I tried the trick, killing Plasma and rerunning it using the Qt 4.5 rending method. I received a substantial performance increase in my graphics rendering. To do the same on your system, run the following commands first to see if this trick does speed up your performance:

kquitapp plasma-desktop
plasma-desktop -graphicssystem raster

Then, do some widget resizing, use the launcher menu, etc. The easiest one to see the performance increase, like in the video, is to rotate the folder widget. Mine was jerky without this change and very smooth after the fact.

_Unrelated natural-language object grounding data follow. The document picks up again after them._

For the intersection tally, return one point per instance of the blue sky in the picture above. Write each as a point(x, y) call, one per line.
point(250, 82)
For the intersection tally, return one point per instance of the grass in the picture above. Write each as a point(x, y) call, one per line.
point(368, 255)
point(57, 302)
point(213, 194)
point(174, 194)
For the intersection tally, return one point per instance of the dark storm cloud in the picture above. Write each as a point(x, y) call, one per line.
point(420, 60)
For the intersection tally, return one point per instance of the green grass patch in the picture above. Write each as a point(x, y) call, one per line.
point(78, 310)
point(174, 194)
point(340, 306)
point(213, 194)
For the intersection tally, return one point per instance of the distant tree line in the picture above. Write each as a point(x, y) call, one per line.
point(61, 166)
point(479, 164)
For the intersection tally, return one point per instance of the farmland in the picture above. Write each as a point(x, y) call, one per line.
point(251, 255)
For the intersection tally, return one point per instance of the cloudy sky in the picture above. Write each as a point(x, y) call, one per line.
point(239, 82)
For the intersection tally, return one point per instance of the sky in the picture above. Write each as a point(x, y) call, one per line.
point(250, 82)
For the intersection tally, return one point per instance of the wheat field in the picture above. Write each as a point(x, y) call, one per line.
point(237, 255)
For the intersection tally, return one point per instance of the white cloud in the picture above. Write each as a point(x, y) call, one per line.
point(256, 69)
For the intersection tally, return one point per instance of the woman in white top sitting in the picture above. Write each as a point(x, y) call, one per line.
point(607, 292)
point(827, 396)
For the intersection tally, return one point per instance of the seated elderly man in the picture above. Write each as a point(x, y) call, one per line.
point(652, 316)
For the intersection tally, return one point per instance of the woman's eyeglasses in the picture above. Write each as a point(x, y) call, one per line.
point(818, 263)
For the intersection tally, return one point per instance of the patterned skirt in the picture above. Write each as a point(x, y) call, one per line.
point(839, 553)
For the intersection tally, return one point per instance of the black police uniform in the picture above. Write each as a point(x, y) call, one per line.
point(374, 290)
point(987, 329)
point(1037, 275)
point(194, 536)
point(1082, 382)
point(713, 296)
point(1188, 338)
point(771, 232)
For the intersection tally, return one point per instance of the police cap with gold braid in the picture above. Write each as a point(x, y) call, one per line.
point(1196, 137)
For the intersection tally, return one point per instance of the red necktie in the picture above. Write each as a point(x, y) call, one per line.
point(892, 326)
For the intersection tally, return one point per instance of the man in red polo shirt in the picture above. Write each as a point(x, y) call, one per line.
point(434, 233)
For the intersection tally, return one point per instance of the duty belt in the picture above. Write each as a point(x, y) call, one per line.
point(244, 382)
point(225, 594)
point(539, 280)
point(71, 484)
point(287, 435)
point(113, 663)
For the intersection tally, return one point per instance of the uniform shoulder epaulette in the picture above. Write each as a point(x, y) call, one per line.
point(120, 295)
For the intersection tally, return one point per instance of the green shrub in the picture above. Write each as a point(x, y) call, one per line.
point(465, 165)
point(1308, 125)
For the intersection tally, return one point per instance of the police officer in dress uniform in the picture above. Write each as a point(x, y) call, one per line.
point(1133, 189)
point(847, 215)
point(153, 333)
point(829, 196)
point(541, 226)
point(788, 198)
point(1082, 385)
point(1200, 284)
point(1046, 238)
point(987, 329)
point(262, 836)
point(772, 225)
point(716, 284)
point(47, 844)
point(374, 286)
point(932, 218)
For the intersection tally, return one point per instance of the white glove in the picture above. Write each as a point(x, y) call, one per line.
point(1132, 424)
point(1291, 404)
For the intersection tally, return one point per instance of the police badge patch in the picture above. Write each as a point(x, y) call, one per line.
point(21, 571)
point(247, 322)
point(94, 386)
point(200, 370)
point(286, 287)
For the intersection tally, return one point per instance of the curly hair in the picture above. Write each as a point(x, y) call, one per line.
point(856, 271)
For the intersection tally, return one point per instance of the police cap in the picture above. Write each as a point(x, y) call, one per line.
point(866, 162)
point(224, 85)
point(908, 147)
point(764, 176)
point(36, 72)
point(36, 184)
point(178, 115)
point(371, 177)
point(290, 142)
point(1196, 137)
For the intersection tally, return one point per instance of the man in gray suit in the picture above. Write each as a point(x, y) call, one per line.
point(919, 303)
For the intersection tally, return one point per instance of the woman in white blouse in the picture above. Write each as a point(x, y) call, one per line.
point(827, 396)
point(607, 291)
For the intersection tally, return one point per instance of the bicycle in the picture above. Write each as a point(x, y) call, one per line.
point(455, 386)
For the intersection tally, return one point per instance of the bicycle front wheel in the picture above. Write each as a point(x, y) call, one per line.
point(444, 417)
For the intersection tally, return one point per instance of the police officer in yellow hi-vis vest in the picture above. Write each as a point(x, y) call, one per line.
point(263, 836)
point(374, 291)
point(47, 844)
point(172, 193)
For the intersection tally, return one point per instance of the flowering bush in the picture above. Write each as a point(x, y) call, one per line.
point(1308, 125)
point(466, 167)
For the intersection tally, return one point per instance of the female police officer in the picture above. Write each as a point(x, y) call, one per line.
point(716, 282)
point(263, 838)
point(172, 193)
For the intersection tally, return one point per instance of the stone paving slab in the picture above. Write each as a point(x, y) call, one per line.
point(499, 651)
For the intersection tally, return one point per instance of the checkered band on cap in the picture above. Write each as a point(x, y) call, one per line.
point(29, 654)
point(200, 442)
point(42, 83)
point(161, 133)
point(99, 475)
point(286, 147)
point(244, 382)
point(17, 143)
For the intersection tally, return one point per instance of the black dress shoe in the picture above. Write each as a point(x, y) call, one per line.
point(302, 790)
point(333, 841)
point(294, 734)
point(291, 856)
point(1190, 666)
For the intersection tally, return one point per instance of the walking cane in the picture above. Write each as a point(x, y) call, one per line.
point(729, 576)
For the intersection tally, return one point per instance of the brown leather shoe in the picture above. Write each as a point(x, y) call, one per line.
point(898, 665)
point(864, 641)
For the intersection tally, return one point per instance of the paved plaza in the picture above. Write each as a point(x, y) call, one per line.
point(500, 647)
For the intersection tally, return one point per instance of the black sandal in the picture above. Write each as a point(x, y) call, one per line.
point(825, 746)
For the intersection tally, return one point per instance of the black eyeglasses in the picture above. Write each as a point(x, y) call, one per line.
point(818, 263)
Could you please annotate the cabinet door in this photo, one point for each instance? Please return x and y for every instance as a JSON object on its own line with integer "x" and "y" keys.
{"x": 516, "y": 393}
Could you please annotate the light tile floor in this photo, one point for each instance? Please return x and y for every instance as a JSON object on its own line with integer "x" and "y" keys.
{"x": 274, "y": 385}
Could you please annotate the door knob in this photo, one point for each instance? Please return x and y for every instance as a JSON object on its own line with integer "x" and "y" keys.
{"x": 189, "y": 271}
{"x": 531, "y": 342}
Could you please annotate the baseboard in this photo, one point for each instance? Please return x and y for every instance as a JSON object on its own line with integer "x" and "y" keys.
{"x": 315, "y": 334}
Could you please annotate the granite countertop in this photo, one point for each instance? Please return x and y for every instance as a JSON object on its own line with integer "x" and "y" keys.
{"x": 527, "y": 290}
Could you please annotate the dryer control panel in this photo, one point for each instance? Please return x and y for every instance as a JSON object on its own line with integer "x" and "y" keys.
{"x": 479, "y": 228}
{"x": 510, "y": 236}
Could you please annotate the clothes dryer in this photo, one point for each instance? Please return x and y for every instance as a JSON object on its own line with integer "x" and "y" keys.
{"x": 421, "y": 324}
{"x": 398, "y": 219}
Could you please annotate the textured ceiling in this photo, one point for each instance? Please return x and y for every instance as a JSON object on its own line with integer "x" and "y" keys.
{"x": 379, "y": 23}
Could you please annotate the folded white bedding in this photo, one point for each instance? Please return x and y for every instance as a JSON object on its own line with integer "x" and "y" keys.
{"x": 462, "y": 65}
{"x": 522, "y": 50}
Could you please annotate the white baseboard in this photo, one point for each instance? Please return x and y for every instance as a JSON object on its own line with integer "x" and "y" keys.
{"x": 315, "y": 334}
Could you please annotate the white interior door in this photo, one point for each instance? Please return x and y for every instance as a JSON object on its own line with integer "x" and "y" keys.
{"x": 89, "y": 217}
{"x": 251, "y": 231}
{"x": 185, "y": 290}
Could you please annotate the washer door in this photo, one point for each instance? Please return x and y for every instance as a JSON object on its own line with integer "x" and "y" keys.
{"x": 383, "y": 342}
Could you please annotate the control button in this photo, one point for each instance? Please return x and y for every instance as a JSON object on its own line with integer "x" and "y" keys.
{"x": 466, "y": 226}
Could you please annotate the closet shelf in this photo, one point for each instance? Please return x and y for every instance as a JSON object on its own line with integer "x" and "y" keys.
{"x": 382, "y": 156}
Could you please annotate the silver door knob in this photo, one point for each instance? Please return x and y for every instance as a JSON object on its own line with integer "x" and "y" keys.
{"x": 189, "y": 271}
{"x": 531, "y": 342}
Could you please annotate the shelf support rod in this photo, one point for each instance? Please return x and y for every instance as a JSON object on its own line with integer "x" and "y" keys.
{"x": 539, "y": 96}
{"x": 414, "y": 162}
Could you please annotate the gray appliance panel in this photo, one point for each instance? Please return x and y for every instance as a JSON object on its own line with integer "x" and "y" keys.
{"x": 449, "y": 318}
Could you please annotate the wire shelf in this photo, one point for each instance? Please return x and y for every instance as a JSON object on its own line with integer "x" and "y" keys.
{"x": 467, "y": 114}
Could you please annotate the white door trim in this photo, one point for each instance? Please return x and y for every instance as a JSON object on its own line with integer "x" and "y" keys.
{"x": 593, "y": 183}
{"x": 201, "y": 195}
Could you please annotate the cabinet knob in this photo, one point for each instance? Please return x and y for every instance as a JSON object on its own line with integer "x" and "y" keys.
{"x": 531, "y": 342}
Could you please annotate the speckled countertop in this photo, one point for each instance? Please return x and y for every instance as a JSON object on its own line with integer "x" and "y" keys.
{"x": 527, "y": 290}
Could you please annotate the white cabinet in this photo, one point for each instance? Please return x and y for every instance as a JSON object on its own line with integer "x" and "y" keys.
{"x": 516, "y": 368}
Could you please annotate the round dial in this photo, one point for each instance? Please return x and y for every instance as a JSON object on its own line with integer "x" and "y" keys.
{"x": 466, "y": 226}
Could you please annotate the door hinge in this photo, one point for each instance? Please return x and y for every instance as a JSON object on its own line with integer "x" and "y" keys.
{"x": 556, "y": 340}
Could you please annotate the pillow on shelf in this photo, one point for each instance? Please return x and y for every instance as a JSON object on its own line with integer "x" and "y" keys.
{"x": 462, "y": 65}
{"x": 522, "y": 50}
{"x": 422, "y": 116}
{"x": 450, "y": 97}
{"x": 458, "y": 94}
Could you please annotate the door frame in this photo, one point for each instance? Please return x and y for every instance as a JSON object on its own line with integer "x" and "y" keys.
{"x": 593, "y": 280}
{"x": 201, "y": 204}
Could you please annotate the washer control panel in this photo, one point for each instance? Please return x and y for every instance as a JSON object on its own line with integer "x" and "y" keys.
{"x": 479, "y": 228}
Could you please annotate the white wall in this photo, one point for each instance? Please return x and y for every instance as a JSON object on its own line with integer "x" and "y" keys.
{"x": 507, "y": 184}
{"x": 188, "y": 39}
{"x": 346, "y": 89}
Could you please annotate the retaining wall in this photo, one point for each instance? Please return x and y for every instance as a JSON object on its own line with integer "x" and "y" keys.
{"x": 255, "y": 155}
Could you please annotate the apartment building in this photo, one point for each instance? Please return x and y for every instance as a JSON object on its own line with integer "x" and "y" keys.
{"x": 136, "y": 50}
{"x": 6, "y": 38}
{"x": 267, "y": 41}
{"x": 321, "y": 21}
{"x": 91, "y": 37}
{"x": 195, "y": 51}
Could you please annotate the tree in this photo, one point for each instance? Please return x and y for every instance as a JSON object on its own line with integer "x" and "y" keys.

If this did speed up your system, make the following changes to your /usr/share/autostart/plasma-desktop.desktop file so that it runs the raster graphicssystem by default next time you restart Xorg/KDE:

sudo nano /usr/share/autostart/plasma-desktop.desktop

Add the -graphicssystem raster to the current Exec line so that it looks something like this:

Exec=plasma-desktop -graphicssystem raster

That’s it. Now I did read some downsides (possibly more memory usage) in the More 2D in KDE article linked below, however, for my uses, it seems to help more than it hurts. Your mileage may vary.